# Pattern: AI tutor

An EdTech provider operates an AI tutor that helps students through math, reading, and science. The product's value comes from **teaching**, not answering — a tutor that gives away the answer accelerates the assignment but undermines the learning. COPPA and FERPA frame the regulatory bar; the pedagogical dimension is what differentiates the product.

This pattern shows how to evaluate tutor pedagogical quality alongside accuracy and safety.

## What's at stake

| Risk dimension                                              | Magnitude                                            | Framework                         |
| ----------------------------------------------------------- | ---------------------------------------------------- | --------------------------------- |
| Learning-outcome harm from answer-giving instead of guiding | Long-term student-outcome impact                     | Education research                |
| COPPA violation (under-13 users)                            | Per-violation civil penalties                        | COPPA                             |
| FERPA violation (student records in trace bodies)           | Loss of federal funding eligibility, civil penalties | FERPA                             |
| Age-inappropriate content exposure                          | District contract termination, brand damage          | District procurement requirements |
| Accessibility (Section 508 / WCAG)                          | Procurement disqualification                         | Section 508 / WCAG 2.1 AA         |

## The evaluation pattern

A **multi-criteria evaluation** runs against curated tutoring-conversation traces.

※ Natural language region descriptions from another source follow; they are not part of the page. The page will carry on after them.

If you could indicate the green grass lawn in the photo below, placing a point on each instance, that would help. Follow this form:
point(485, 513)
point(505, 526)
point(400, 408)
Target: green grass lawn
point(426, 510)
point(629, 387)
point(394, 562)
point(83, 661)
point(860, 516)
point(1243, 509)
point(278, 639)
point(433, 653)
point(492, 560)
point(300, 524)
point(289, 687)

1. **Pedagogical-quality judge** (GEPA-tuned against ≥50 educator-labeled examples — scored output, "guide vs. give") — penalize responses that hand the student the answer when the assignment expects the student to derive it.
2. **Subject-accuracy scorer** — math and science answers verified against a deterministic answer key; language and reading answers checked against rubric criteria.
3. **Age-appropriateness judge** (GEPA-tuned against ≥50 examples — scored output) — content matches the age band declared in the user's profile.
4. **PII-redaction scorer** (deterministic regex) — no student-record fields appear in any logged span (FERPA).
5. **Reading-level scorer** — explanations at or below the configured grade level for the student's age band.

> Don't have labels yet? See [Bootstrap a judge before GEPA](https://github.com/LayerLens/gitbook-full/blob/main/08-evaluate/guides/bootstrap-judges.md) for the week-1 setup.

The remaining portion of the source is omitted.